Diane Keaton continues her tour of movies involving older women refusing to go gently into that good night with this week’s Poms. In the movie she stars as Martha, a woman who is being reluctantly sent by her family to live in a posh retirement community, the kind of place that offers plenty of activities and amenities but which she sees as simply a place to go and die.
Once there she meets the other still-feisty residents. When one of them uncovers that Martha used to be a cheerleader the group decides that may just be the activity they need to keep them active and engaged. So they set out to practice, enlisting the aid of a younger woman named Paige (Alexandra Ficken) to coach them and get them ready to actually compete.
A white-haired cheerleader is shown in close up from behind on the first poster, the rest of the squad in the distance closer to the crowd watching their routine. While no faces are shown, the cast list is shown at the top. The biggest value proposition, though, is offered in the copy explaining the movie comes from the same studio that produced Bad Moms and one of the producers of Book Club, which also starred Keaton.
Everyone is actually shown on the theatrical poster, though some of their faces are clearly Photoshopped onto other bodies. It’s the same basic scene, with all the women decked out in their cheerleading gear and standing on the performance floor soaking in the attention and applause of the crowd. The same previous credits are shown and both posters feature copy promising “It’s never too late to chase a dream.”
Martha isn’t thrilled to be entering retirement home living in the first trailer, even if there is tennis and other activities. She meets some of the other women there and the group sets out to start a cheerleading squad for the community, not for anyone else but just as an affirmation of vitality for themselves. They recruit a younger woman to help with choreography but suffer some setbacks because of their advanced age, overcoming everything to make one last run at dancing and enjoying life.
Online and Social
You’ll find all the usual information about the movie on its official website, including links to buy tickets and more.
Advertising and Cross-Promotions
TV advertising started at the end of last month with a spot that featured the same beats as the trailer, only in condensed form. Another longer commercial came out a bit later that expanded that somewhat.
Promotional partners for the movie included:
- Princess Cruises, which ran a sweepstakes offering the chance to win a trip for four on one of their boats.
- E-Z Go, though details on the deal weren’t easily found. Still, it makes sense for an electric golf cart company to partner with a movie set in a retirement community.

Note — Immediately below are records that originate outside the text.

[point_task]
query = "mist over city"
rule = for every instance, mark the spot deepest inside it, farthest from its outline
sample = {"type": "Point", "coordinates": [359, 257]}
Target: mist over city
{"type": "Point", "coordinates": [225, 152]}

- 24-Hour Fitness, with the same situation in place.
- Red Hat Society, which promoted the movie on its website.
Media and Publicity
STX appears to have enlisted cheer squads in select cities along with others to enjoy early screenings in an attempt to get word of mouth started with a relevant audience.
Keaton made appearances on “Ellen,” “Jimmy Kimmel Live” and elsewhere. She also did various interviews, as did other members of the cast, most of whom spoke at the movie’s premiere about the continued need for stories featuring casts of all ages, including older women.
It’s a nice little campaign that is never meant to be anything more than it is, a theatrical alternative for audiences who have zero interest in super heroes, endgames, video game characters and other “franchise” offerings from the studios. It uses the charm of Keaton and the other members of the cast to reach that audience in a way that shows it’s a pleasant, inoffensive and life-affirming story free of special effects and drama but filled with moments to cry over and rally around.
Picking Up the Spare
TV advertising finally started just days prior to release, with a number of spots focusing on the warmth and gentle humor of the movie.
Weaver was profiled while Perlman showed up on late night talk shows. Keaton also received a substantial profile that let her talk about where she is in her career.